Article ID | Journal | Published Year | Pages | File Type |
---|---|---|---|---|
347423 | Children and Youth Services Review | 2011 | 10 Pages |
Foster care children are prescribed psychotropic medications at rates significantly higher than same-aged peers. Concerns about the safety of psychoactive chemicals on developing bodies and potential misuses with foster care populations have led to varied and complex responses by the media, lawmakers, and researchers. First, we look at how foster youth are prescribed psychoactive substances, including polypharmacy (sometimes called concomitant prescription), and at the mounting and major responses by federal and state governments. Second, we consider a recent parameter published by the American Academy of Child and Adolescent Psychiatry. Third, we consider how foster care settings, what we call open systems, complicate parameter implementation, creating potential gaps among researcher, prescriber, foster caregivers, and youth medication explanatory models of treatment experience. And finally, to address gaps among researcher, prescriber, and patient explanatory models, we propose the use of arbitrage, a conceptual framework and process for the integration of competing and sometimes incommensurable explanatory models, knowledge and practice claims.

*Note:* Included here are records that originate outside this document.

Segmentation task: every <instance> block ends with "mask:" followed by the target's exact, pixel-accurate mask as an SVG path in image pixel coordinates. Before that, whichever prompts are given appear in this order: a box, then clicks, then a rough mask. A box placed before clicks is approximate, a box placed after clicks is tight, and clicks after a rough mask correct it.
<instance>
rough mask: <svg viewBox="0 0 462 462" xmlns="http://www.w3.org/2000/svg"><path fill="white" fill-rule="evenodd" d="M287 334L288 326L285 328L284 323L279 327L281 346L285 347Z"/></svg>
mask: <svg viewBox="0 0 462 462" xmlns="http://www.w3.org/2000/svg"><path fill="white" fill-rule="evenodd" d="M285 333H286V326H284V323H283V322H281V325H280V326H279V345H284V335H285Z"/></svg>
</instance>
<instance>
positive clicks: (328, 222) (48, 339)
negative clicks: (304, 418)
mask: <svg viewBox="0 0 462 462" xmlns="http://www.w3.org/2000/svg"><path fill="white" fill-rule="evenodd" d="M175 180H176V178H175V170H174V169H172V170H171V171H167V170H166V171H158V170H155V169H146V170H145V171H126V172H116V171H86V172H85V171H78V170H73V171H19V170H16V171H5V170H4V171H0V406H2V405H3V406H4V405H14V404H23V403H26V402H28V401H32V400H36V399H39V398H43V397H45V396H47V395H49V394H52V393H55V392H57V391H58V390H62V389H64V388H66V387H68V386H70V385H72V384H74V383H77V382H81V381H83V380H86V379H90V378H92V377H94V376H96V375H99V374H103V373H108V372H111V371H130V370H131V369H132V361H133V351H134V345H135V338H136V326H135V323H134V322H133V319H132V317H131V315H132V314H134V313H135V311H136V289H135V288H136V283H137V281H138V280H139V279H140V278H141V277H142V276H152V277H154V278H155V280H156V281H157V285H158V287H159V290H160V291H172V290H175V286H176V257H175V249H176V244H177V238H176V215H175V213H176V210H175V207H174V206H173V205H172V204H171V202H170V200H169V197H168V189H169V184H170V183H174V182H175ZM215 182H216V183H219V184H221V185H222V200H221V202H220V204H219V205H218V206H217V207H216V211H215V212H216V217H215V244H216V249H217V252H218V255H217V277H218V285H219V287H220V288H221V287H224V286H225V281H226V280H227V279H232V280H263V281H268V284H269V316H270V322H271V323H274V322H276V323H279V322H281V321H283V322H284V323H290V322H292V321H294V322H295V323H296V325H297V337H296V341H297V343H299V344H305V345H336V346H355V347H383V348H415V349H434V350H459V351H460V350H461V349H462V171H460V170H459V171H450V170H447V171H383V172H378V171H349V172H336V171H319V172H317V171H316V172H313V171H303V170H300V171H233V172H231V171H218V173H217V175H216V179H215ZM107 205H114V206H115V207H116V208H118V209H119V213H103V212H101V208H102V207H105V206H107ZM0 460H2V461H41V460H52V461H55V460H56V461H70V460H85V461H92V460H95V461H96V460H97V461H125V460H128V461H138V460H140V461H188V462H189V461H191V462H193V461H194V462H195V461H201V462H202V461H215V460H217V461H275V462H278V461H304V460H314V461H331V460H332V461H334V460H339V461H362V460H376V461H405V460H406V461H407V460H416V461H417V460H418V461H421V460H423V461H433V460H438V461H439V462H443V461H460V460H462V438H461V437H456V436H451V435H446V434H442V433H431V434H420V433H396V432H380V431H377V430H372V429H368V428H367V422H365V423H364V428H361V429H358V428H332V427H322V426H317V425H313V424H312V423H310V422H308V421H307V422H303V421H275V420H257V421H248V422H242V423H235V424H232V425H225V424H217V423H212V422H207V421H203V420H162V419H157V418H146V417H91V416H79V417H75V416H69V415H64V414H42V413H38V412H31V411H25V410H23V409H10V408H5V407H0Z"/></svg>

Research Highlights► Foster care youth are prescribed psychotropic medications at rates significantly higher than same-aged peers. ► Foster care settings complicate medication parameter implementation, creating potential gaps among researcher, prescriber, foster caregivers, and youth medication explanatory models. ► Practice arbitrage, a conceptual framework and process for the integration of competing and sometimes incommensurable explanatory models and practice claims, is proposed as a solution to the complexities of foster care psychotropic treatment.